| categoria: Roma e Lazio

Mafia Capitale, archiviate 113 posizioni: anche Alemanno e Zingaretti

Per 113 indagati non sono emersi «elementi idonei a sostenere l’accusa in giudizio» nell’inchiesta su Mafia Capitale. L’ha stabilito il gip Flavia Costantini archiviando appunto 113 posizioni sulle 116 complessive sollecitate dalla Procura di Roma.

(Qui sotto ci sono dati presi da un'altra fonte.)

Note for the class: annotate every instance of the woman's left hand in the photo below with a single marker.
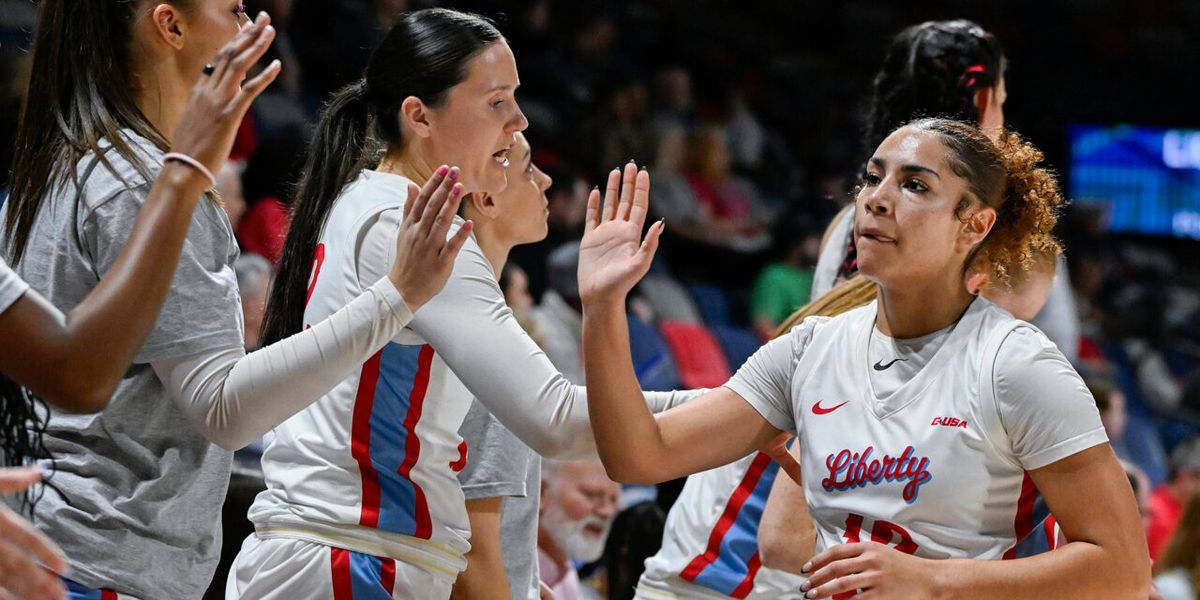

L’ex sindaco Gianni Alemanno – a giudizio per corruzione e finanziamento illecito – è stato scagionato dall’accusa di associazione di stampo mafioso insieme all’ex amministratore delegato di Eur S.p.A, Riccardo Mancini, e agli avvocati Michelangelo Curti, Domenico Leto e Pierpaolo Dell’Anno. Archiviata anche la posizione riguardante del presidente della Regione Lazio Nicola Zingaretti, che era indagato per corruzione e turbativa d’asta, e del suo ex braccio destro Maurizio Venafro.

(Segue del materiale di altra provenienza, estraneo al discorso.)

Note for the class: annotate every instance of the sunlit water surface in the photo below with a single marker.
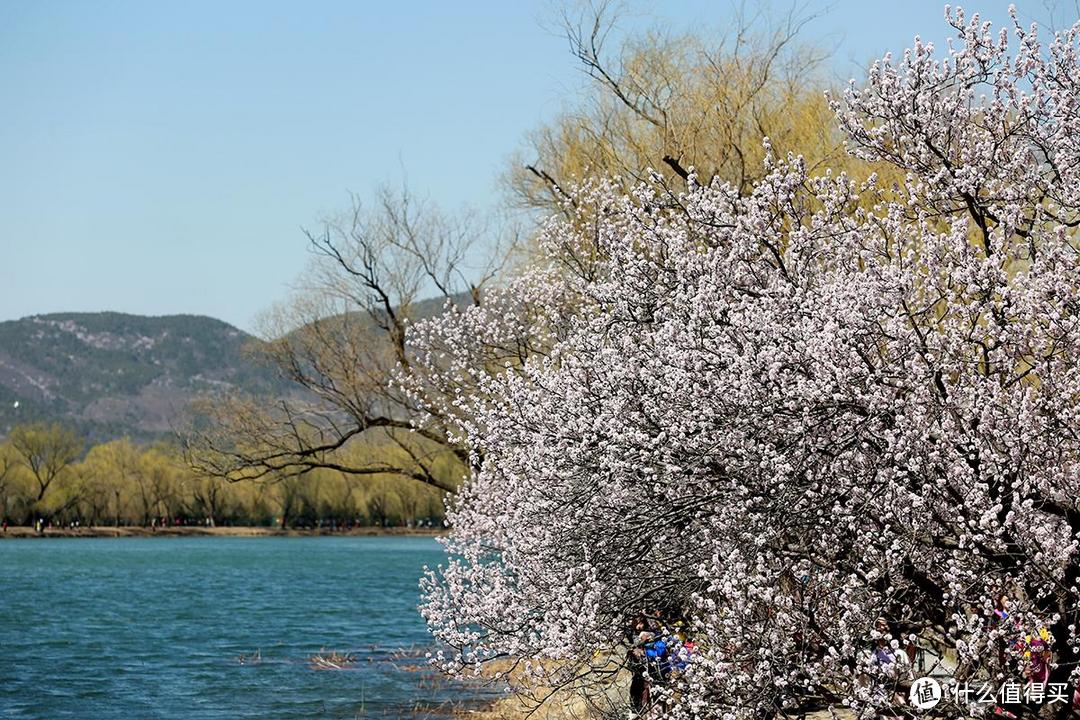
(154, 627)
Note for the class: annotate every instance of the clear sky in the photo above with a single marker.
(161, 158)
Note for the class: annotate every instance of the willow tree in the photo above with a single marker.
(341, 341)
(780, 415)
(667, 104)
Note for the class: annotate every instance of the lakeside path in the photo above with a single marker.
(22, 532)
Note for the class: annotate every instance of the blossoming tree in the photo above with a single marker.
(780, 416)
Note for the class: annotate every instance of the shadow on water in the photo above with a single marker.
(221, 628)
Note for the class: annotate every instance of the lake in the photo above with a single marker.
(139, 628)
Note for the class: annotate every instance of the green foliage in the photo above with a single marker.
(44, 475)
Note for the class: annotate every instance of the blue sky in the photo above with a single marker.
(161, 158)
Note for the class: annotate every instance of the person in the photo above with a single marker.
(1038, 659)
(640, 683)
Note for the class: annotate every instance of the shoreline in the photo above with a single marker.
(26, 532)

Il presunto boss della cupola mafiosa, Massimo Carminati, già sotto processo nell’aula bunker di Rebibbia, è stato scagionato dalla contestazione di associazione per delinquere finalizzata a rapine e riciclaggio. La stessa cosa vale per Ernesto Diotallevi e Giovanni De Carlo, che erano sospettati di essere a Roma i referenti di ‘Cosa Nostra’.

Per tre indagati, il giudice ha fissato la camera di consiglio e disposto la restituzione degli atti al pubblico ministero. Si tratta di Salvatore Forlenza, accusato di turbativa d’asta in relazione alla gara dell’ama del 2013, per la raccolta del multimateriale. In concorso, tra gli altri, con Salvatore Buzzi, Carminati e Giovanni Fiscon, all’epoca direttore generale della municipalizzata.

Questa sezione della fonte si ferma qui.